A tax is hereby imposed upon the privilege of selling or dealing in tobacco products in this state by any person engaged in business as a
distributor thereof, at the rate of 10% increased to 78% of the wholesale sales price of such tobacco products. Such tax shall be imposed at the time the distributor
10% jacked up to 78% . Though the tax is actually closer in line to what individuals pay in many other states the chances are very high that individuals will be greeted with sticker shock when they try to buy any tobacco product such as cigars. This most likely will lead to an increase in contraband sales and undesirable outcomes.
For example, The Colombia University news service ran an article surrounding the after effects of New York’s price increase a few days ago.
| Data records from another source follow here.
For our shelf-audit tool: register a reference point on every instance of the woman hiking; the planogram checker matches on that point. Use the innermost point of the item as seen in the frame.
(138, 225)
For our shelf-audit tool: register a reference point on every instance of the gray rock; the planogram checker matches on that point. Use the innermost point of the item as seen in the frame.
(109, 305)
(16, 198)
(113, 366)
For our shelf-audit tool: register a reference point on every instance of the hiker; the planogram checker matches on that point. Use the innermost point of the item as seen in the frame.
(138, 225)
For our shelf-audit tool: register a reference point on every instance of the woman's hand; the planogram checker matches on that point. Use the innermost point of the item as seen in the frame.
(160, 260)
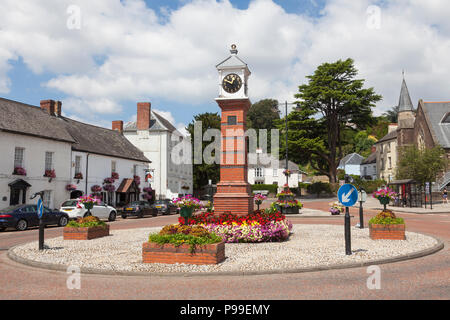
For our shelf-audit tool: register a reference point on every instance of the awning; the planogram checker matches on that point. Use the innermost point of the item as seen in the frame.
(19, 184)
(127, 186)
“This is not a tobacco issue, but a small business issue,” Schimel says. “I never joined the Assembly to put people out of business. New York State is losing. We’re putting Pennsylvania in business. As much as we believe in taxes, there’s a point of diminishing returns.”
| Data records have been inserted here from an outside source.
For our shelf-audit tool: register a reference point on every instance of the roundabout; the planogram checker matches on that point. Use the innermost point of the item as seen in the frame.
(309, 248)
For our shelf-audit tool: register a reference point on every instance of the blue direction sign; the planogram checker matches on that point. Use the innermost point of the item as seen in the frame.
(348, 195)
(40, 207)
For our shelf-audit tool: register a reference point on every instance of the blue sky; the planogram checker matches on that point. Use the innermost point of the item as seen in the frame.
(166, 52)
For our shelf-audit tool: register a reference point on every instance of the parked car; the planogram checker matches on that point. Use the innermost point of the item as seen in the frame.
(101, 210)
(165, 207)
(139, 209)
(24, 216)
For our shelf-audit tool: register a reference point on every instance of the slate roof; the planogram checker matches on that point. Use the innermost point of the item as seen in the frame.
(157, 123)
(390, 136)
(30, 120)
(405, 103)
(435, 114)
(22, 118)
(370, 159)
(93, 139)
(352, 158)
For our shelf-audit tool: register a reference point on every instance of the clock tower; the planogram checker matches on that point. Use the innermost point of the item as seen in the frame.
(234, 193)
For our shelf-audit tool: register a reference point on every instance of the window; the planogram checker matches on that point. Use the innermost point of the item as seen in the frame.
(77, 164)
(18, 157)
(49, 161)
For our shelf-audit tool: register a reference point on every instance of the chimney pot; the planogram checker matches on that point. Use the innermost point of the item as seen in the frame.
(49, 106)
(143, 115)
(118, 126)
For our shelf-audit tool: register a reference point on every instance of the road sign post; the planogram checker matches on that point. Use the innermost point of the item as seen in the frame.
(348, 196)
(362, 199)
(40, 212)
The argument being that the tax increase destroyed revenue for New York since the result wasn’t increased tax revenue, but rather a flood of companies leaving the state. Pennsylvania does not tax tobacco products, as a result a massive influx of tobacco companies have moved into the state employing a large number of individuals. Which in turn increased the tax revenue for Pennsylvania through payroll taxes, property taxes, automobile taxes and those newly transplanted employees shopping and spending money locally in Pennsylvania.
The end result for Kansas most likely will mirror New York, where the neighboring states will reap the benefits of the tax increase.